Marco Antonio Manriquez was charged with one count of distribution of a mixture or substance containing methamphetamine and aiding and abetting the same crime, authorities wrote in the complaint. If convicted, he faces up to 20 years in prison and $1 million in fines.

The alleged leader of the drug ring, referred to as “Co-Conspirator One” in the filings, was also arrested but hasn’t been publicly identified in the court records.

On July 1, a Rawlins Police Department officer was investigating a single-vehicle collision on Interstate 80 in Rawlins, Wyo., and was speaking with the two people at the scene of the crash, court records show. Because of their “inconsistent statements” about their destination and purpose of travel, the officer told them a narcotics K-9 was going to inspect their vehicle. At that point, one of the vehicle’s occupants revealed there was a large amount of meth in the car. About 40 pounds of crystal meth was found hidden inside the trunk, according to the complaint.

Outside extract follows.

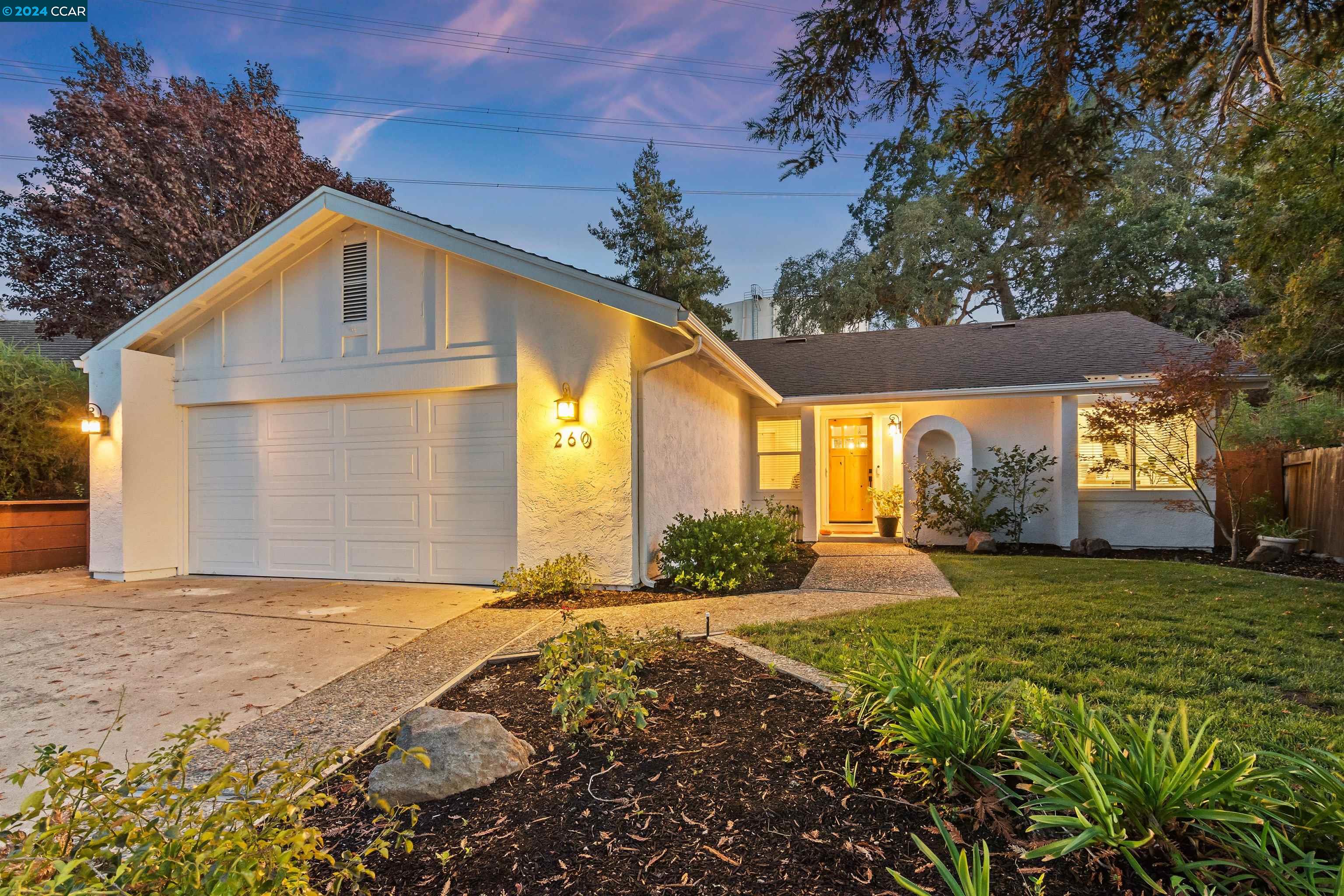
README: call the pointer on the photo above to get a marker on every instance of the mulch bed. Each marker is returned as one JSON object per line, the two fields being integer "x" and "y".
{"x": 783, "y": 578}
{"x": 1300, "y": 566}
{"x": 734, "y": 788}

In exchange for judicial consideration in the state of Wyoming, one of the car’s occupants told investigators they were transporting narcotics that had been picked up from the Martin Avenue warehouse location for several years throughout California and elsewhere and identified the head of the organization as “Co-Conspirator One.” They also said a “cook” works at the warehouse converting liquid methamphetamine to crystal meth. The informant’s identity is confidential and has been left out of court records.

On July 12, the Wyoming Division of Criminal Investigation got a search warrant for four cellphones that were seized at the traffic stop, including a Samsung Galaxy phone that contained photos of trays of meth crystals and liquid with crystalline residue, according to the complaint.

On Aug. 2, the DEA conducted surveillance of the warehouse in Santa Clara and saw Manriquez and the alleged drug ringleader leave in a red Nissan Altima with a “white bag with honey bee emblems,” authorities said. They drove to Milpitas, where they gave the bag to the driver of a silver Chevrolet Equinox.

California Highway Patrol stopped the Equinox in Benicia and searched the vehicle, where it found more than 24 pounds of meth packaged in 11 Ziploc bags, according to the complaint. The driver of the Equinox was arrested.

The next day, agents detained Manriquez and the alleged drug ringleader as they were driving from the warehouse and executed a search warrant, discovering a methamphetamine conversion site “processed and unprocessed” meth.